アゲハは言っていた。ワイバーンは重すぎて自分自身だけで飛ぶのが精一杯なのだ、と…
だがもしかしたら、空を飛ぶために、見た目よりもかなり身体が軽く出来ているのかもしれない。だから攻撃が軽い。
(悠然と飛んでいる様にみえて、結構無理してたのかもしれないな…)
目の前で血だるまになっていくモンスターを見つめながら、レッカは思った。
「行っけぇぇぇぇレッカぁぁぁ!!ラン、エンチャントウェポン!!」
後ろからアゲハの術式が飛び、レッカのミスリルソードが、ヴィィィィィ…と音を立てて光り輝く。刃を構成する分子が激しく振動し、光を乱反射させているのだ。ミスリルの剣は今、いかなる物をも斬り裂く刃となった!
(空を飛ぶお前が羨ましいと思った時もあった。だが…空なんか飛べなくてもいい。私は地に足をつけて歩いて行く、戦っていく!!)

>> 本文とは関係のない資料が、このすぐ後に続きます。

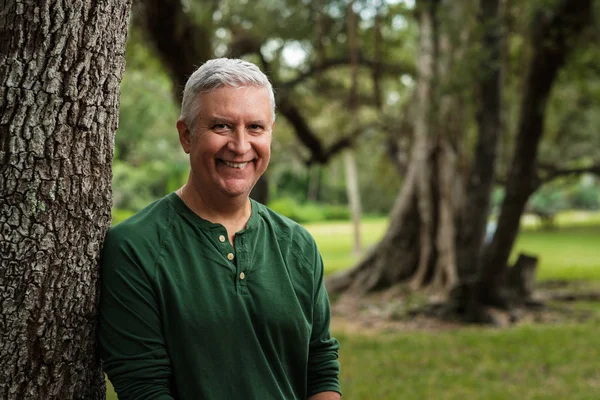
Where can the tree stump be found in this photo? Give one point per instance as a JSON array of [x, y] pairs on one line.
[[521, 276]]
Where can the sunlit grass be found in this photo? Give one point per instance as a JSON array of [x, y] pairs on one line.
[[571, 250], [526, 362]]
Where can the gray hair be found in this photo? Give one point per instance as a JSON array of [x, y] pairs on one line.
[[216, 73]]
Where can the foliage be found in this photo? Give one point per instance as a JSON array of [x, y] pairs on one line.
[[308, 211], [568, 252]]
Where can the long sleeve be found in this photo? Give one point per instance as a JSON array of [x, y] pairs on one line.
[[131, 342], [323, 365]]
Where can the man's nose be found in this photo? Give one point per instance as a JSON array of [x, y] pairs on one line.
[[239, 142]]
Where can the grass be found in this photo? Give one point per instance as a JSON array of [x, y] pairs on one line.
[[571, 251], [524, 362]]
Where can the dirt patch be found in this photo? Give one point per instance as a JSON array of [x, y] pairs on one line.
[[401, 311]]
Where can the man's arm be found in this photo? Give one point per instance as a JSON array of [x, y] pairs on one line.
[[326, 396], [323, 366], [130, 338]]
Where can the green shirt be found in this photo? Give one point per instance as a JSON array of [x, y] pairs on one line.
[[185, 315]]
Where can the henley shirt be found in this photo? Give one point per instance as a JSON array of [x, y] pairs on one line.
[[185, 315]]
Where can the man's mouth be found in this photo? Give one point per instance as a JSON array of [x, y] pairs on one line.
[[235, 165]]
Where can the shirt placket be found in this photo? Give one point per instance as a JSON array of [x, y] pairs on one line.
[[241, 279]]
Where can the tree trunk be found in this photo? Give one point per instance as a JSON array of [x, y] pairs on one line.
[[353, 197], [352, 187], [406, 248], [477, 208], [557, 33], [60, 69]]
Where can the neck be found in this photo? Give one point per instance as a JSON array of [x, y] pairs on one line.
[[228, 211]]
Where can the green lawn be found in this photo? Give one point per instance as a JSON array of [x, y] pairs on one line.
[[570, 251], [524, 362]]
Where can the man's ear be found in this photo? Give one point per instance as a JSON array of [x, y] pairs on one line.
[[185, 136]]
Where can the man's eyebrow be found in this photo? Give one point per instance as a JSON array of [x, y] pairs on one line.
[[257, 122]]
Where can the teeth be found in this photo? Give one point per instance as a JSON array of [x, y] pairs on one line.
[[235, 165]]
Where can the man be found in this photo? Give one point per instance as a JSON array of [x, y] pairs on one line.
[[207, 294]]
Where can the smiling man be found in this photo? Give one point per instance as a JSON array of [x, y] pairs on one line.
[[207, 294]]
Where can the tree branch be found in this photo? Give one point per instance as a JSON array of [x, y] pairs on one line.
[[397, 69], [548, 172]]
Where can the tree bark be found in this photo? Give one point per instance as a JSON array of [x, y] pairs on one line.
[[552, 38], [352, 186], [60, 69], [481, 181], [405, 252]]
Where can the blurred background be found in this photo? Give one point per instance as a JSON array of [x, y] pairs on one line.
[[444, 154]]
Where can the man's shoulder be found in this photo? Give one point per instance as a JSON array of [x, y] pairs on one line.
[[286, 227]]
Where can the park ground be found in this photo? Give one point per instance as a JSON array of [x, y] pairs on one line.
[[390, 352]]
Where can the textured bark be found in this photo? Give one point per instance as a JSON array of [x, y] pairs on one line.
[[60, 68], [556, 33], [426, 68], [352, 186], [405, 251], [488, 120]]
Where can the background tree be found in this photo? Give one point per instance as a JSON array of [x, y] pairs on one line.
[[60, 69], [418, 246]]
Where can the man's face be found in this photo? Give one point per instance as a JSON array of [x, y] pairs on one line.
[[231, 144]]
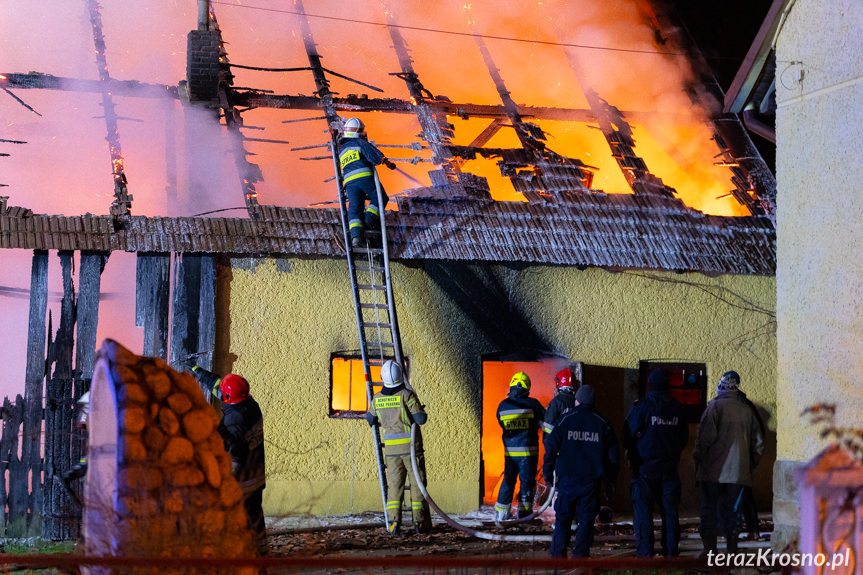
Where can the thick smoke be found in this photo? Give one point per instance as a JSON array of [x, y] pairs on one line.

「うおおおぉぉぉぉぉっ!! ラン、ウェポンアーツ!!!」
裂帛とともにレッカはワイバーンの首を一閃する!!
(私はもう、お前を羨ましいとは思わない!!)
ザ ク っ!! ズ ー ー ー ン!!!
ワイバーンの巨大な首が、地面に落ちる音が、倉庫街に轟いた。
※ ※ ※
「なあ…」
一部始終を見ていたスカーは、パーティーの魔術師に言った。
「何だ…!?」
魔術師は答えた。
「俺…あの呪文買いたい。パーティーの共有資金、使っていいか…!?」
「あ"ぁ"!? 装備品は自分持ちだろうがぁ!?」
※ ※ ※
「………」
剣を鞘に納め、ワイバーンの死体に向かって、黙って敬礼を捧げるレッカ。それから彼女はゆっくりと振り返ると、
「お疲れ様、レッカ!」「レッカさん…」
アゲハとキュリアが彼女に駆け寄り、最後にヒサゴが、
「やったね、レッカ!!」
レッカは両腕を左右に広げると、がばっ!!3人をまとめて抱きしめた。
「え!?レッカ!?」「ちょ…レッカさん!?」「な、何してんの、恥ずかしいよ、みんな見てる…」
戸惑う3人に、レッカは静かに囁いた。